And of course Mykhailo Hrushevs'kyi

wrote the very, very long history which justifies all this.

There's a stage in the 19th century

where you have to write a very long history

in order to esta--

I don't mean to make it sound like a joke,

'cause it's not easy, but you have to write a long history

to document the continuity of the people

where social history is in the foreground

and the political history is in the background

and that's a radical reversal.

Until then, generally you could write history

with just the politics

and the people didn't have to be present really at all.

Now, the weakness of this or a tendency within this

is that it will tend to move you

towards an ethnic understanding of what the nation is.

Because where you're identifying the nation

is in its customs and its language and so on.

Well, what if there are other people,

I've already mentioned the Greeks and the Jews,

there are probably others in Ukraine, we'll get to them.

But what if there are other people

who don't speak the same language

or who have markedly different customs?

What do you do with them?

That's the problem of ethnicity.

That if you define the nation in terms of customs,

then that always is going to raise the question

Class 2: The Genesis of Nations (3) Klasse 2: Die Entstehung der Nationen (3) Class 2: The Genesis of Nations (3) Clase 2: La génesis de las naciones (3) Classe 2 : La genèse des nations (3) Classe 2: La genesi delle nazioni (3) クラス2:国家創世記(3) 2 klasė: Tautų genezė (3) Les 2: Het ontstaan van naties (3) Klasa 2: Geneza narodów (3) Aula 2: A Génese das Nações (3) Занятие 2: Генезис наций (3) Sınıf 2: Ulusların Yaratılışı (3) Заняття 2: Походження націй (3) 第二课:国家的起源(3) 第二課:萬國起源(3)
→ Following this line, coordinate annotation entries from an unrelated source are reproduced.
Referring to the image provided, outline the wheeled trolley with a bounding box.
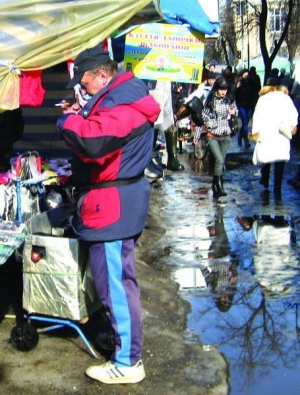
[11,206,101,358]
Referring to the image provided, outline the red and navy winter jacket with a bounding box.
[57,71,160,241]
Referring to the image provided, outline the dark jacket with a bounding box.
[0,108,24,153]
[234,78,257,110]
[57,71,160,241]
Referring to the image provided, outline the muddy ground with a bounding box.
[0,154,229,395]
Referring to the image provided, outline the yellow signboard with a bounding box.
[124,23,205,84]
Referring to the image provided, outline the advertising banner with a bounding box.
[124,23,205,84]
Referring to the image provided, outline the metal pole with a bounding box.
[240,0,244,68]
[246,4,250,70]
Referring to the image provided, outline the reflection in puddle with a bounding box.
[172,216,300,395]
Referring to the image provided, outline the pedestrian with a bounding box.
[0,107,25,172]
[57,46,160,384]
[194,77,238,198]
[234,69,257,148]
[252,78,298,199]
[222,64,236,92]
[184,71,216,104]
[249,66,261,107]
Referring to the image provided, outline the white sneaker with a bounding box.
[85,360,146,384]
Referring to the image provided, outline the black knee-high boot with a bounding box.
[165,126,184,171]
[211,176,219,199]
[274,162,285,195]
[214,176,227,197]
[259,163,271,188]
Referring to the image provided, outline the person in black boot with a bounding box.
[288,163,300,187]
[165,125,184,171]
[150,81,184,171]
[198,77,237,198]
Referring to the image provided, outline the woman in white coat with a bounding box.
[252,78,298,198]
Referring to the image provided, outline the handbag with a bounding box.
[185,96,204,126]
[228,115,239,137]
[252,141,273,165]
[279,125,293,140]
[248,132,260,143]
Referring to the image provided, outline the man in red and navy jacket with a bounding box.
[57,46,160,384]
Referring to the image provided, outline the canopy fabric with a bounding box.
[0,0,215,112]
[0,0,151,111]
[160,0,219,35]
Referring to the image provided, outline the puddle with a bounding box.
[169,215,300,395]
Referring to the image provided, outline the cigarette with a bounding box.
[54,102,70,107]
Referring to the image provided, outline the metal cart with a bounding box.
[11,206,101,358]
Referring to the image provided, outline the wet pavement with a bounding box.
[148,135,300,395]
[0,138,300,395]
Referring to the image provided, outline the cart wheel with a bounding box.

from their local traditions aus ihren lokalen Traditionen

and forces them into a kind of melting pot in the city und zwingt sie in eine Art Schmelztiegel in der Stadt и заставляет их превратиться в своего рода плавильный котел в городе

where the lowest common denominator might be their language. wobei der kleinste gemeinsame Nenner ihre Sprache sein könnte.

And so on the basis of their language Und so auf der Grundlage ihrer Sprache И так на основе их языка

and feeling alienated because they're uprooted, und sich entfremdet fühlen, weil sie entwurzelt sind, и чувствуя себя отчужденными, потому что они вырваны с корнем,

they might seem to think, okay, we're part of a nation

or they'd be vulnerable to politicians oder sie wären anfällig für Politiker

who made that argument. wer hat das argument gemacht.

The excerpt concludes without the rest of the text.